IV. Le Zèbre. Equus zebra.

Sabot des pieds entier, pelage d’un brun ou jaune clair, rayé de bandes brunes.

Syſt. nat. XII. 1. p. 101. n. 3. Briſſ. regn. an. p. 101. n. 2. Jonſt. quad. t. 5. Jacob. mus. reg. p. 3. t. 2. f. 1. Laur. mus. reg. t. 3. f. 18. Klein quad. p. 5. Purch. pilgr. 2. p. 1001. Charlet. exerc. p. 41. Raj. quad. p. 64. Barbot guin. p. 486. Bancr. Guian. p. 486. Penn. quad. p. 2. n. 2. Edw. av. t. 222. Aldrov. ſolidung. p. 416. f. p. 417. Jonſt. quad. p. 21. t. 5. Aldrov. ſolidung. p. 416. f. p. 417. Jonſt. quad. p. 21. t. 5. Ludolf. æthiop. 1. c. 10. n. 35. comm. p. 150. Lobo abiſſ. 1. p. 291. Kolbe Vorgeb. p. 146. t. 3. f. 2. Geſn. Thierb. p. 120. Knorr del. II. K. 8. Thevenot voy. 2. p. 473. Dampier. voy. 2. p. 250. Buff. hiſt. nat. XII. p. 1. pl. 1. 2.

Il habite en troupes dans les campagnes de l’Afrique méridionale ; il eſt très-beau, très-vîte à la courſe, malin, indocile ; on l’apprivoiſe cependant dans ſa jeuneſſe ; il s’accouple avec l’âne. Sa taille eſt celle du mulet. Crinière courte, droite, rayée dans la même direction que la tête & le corps ; jambes auſſi rayées juſqu’aux ſabots mais en travers ; oreilles droites ; queue ſemblable à celle de l’âne. La femelle eſt beaucoup moins rayée.

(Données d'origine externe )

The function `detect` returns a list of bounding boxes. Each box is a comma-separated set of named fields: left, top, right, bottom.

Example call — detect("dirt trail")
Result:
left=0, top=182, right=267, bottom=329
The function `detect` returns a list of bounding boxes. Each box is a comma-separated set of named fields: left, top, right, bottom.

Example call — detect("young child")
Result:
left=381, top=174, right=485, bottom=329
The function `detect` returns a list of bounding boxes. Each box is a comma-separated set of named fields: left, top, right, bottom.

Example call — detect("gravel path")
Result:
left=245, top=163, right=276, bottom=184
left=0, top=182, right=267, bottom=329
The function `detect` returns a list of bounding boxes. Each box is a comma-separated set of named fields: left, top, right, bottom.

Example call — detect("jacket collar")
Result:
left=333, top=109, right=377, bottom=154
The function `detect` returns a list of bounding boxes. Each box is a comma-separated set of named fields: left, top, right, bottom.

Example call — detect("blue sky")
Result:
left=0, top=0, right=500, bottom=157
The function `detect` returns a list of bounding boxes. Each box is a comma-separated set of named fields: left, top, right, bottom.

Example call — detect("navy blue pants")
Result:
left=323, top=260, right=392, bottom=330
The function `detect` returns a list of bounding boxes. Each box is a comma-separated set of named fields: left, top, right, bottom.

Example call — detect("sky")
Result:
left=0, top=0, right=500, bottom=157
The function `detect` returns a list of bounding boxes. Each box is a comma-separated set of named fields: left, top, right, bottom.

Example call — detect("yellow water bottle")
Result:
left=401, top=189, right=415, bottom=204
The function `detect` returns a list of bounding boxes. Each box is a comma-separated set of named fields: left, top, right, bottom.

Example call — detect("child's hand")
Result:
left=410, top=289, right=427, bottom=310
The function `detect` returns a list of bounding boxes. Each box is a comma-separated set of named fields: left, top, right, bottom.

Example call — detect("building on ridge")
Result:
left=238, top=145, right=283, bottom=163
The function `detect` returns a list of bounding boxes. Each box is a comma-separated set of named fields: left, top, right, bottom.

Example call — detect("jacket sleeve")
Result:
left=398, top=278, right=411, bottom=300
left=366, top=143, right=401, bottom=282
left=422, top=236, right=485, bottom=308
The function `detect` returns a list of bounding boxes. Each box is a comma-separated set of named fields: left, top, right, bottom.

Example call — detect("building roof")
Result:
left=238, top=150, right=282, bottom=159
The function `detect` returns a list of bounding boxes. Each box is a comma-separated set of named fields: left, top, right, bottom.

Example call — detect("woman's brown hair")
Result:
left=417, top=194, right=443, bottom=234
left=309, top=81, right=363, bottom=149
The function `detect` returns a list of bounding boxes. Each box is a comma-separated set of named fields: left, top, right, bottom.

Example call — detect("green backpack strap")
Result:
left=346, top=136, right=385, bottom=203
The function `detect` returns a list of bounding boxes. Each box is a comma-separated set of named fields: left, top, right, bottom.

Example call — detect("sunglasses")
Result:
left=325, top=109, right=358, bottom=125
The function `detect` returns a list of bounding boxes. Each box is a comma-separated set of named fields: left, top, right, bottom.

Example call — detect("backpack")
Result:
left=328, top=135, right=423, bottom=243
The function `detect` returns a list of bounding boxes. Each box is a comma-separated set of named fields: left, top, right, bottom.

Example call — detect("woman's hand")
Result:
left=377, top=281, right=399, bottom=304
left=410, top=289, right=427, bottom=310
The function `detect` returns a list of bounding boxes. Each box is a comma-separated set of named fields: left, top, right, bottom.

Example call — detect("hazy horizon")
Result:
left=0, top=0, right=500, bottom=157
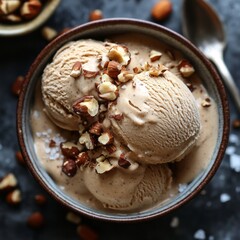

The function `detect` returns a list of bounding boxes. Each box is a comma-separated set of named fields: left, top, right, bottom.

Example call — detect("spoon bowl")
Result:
left=182, top=0, right=240, bottom=111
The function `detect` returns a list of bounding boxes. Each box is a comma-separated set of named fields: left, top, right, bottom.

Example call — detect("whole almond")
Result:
left=151, top=0, right=172, bottom=21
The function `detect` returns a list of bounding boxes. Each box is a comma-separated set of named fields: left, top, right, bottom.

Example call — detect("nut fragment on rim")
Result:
left=60, top=142, right=80, bottom=159
left=79, top=132, right=95, bottom=150
left=89, top=121, right=102, bottom=136
left=73, top=96, right=99, bottom=117
left=75, top=152, right=90, bottom=167
left=118, top=71, right=134, bottom=83
left=62, top=159, right=77, bottom=177
left=6, top=189, right=22, bottom=205
left=149, top=50, right=162, bottom=62
left=118, top=153, right=131, bottom=169
left=0, top=173, right=18, bottom=192
left=108, top=45, right=131, bottom=66
left=95, top=159, right=114, bottom=174
left=107, top=61, right=122, bottom=78
left=178, top=59, right=195, bottom=77
left=98, top=131, right=113, bottom=145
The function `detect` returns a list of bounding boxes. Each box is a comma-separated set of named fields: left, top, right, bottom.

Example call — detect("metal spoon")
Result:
left=182, top=0, right=240, bottom=111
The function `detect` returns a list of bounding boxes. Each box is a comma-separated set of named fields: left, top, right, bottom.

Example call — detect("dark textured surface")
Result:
left=0, top=0, right=240, bottom=240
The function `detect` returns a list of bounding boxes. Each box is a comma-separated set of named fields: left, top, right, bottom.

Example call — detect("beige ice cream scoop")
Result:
left=83, top=164, right=172, bottom=210
left=109, top=71, right=200, bottom=164
left=42, top=39, right=114, bottom=131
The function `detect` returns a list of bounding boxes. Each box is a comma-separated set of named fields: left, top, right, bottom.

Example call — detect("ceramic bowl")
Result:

V. Le Couagga. Equus quagga.

Sabot des pieds entier ; corps brun marron à bandes brunes en deſſus, taché ſur les côtés, blanc en deſſous, comme auſſi les cuiſſes & les jambes.

Penn. hiſt. p. 14. n. 3. Maſſon act. angl. 66. p. 297. Buff. hiſt. nat. XII. p. 1. pl. 2. Edw. av. t. 223.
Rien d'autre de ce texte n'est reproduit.